Bold talk notwithstanding, the adventures have not begun tonight. Aside from six fearless, nocturnal rabbits, this rest stop offers little in the way of excitement. Good thing tomorrow’s a new day.
The site has message boards again, and it is now possible to comment on these journal entries by clicking the comments link in the header of each entry. Feel free to flame me to a crisp for not supporting Michael Moore or for failing to give enough credence to theories of cow flatulence causing global warming.
Be aware that the message board code is still rather buggy. If you find problems please either post something about it or contact me and let me know what’s wrong so that I can fix it. Once the kinks are worked out I’ll release the code on the software page.
Here’s an AP article on the latest attempt to open up the Arctic National Wildlife Refuge to drilling. Two points about this article are worth mentioning: first, it seems that in recent years oil companies have shown “only modest interest” in drilling in the Arctic Refuge, and BP, Chevron/Texaco, and Conoco have pulled out entirely from the lobbying group that is pushing for drilling. Second, Interior Secretary Gail Norton, who is supposed to be protecting the environment and who the White House’s own biography describes as “a lifelong conservationist”, is quoted in this article as saying “You’ve got companies that have facilities 30 or 50 miles from ANWR. It seems like a natural extension”.

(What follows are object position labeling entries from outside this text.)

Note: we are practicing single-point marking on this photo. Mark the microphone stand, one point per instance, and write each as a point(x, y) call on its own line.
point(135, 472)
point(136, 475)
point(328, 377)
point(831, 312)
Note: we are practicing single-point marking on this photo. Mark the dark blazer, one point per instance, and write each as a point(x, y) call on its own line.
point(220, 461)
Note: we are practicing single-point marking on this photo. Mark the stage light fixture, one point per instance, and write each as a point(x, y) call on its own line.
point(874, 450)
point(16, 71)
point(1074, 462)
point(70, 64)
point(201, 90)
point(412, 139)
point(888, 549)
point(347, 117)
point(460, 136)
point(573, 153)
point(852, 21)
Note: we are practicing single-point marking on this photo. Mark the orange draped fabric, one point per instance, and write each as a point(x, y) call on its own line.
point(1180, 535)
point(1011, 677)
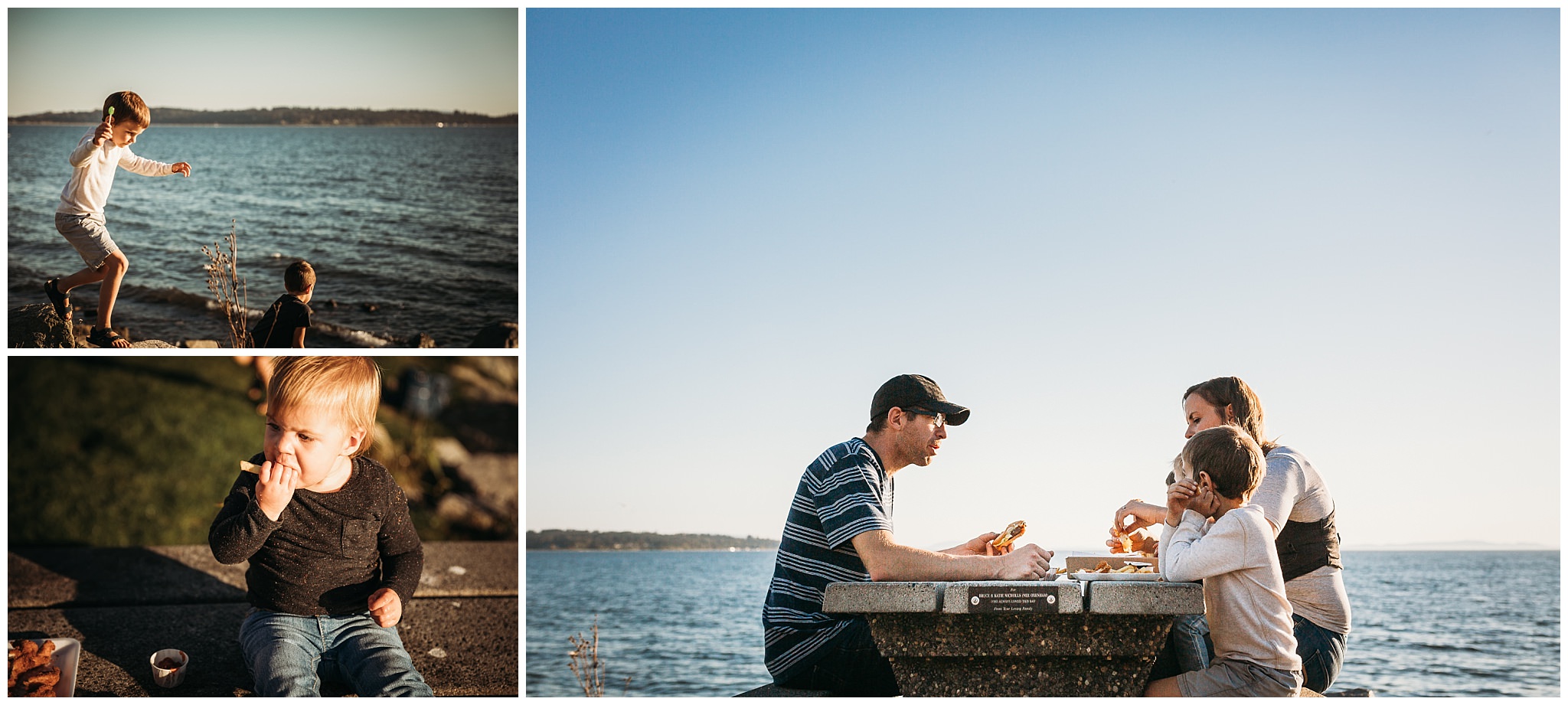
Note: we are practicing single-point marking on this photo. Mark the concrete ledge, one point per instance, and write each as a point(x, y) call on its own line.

Apologies for posting politics again, but this is something that I’ve been writing about since I visited the Arctic Coastal Plain in September 2002. If you would like to contact Congress about this issue you can do so here or here.
One thing about engineer-types is that they almost always harbor some hidden inner desire to be an artist. Whether it’s the geek in math class who wants to draw comic books or the folks like myself playing with photography, it seems to be fairly universal. Sadly, the vast majority of the time it seems that the analytical and creative sides of the brain are doled out disproportionately; anyone who reads this journal can tell I have the writing skills of a medium-sized rock, and I’m pretty sure that if given a camera, a monkey who shot thousands of photos would probably have the same handful of quality photos as I do.
That said, a few engineering-types actually do have some artistic talent. A friend of mine from college graduated near the top of his chemical engineering class, but along the way discovered that he really didn’t want to be an engineer. He went to Paris for a while, and I still have a drawing of the Eiffel Tower that he gave me while visiting (a downside of the art world is that the pay isn’t great, so gifts also become more creative). His girlfriend emailed the other day after discovering this site, and it turns out that he also has an online journal. Not only can the guy draw, but his ability to translate the stories from everyday life into words is pretty impressive. He’s no Steinbeck, but for an engineer it’s about as close to an artist as one could hope to be.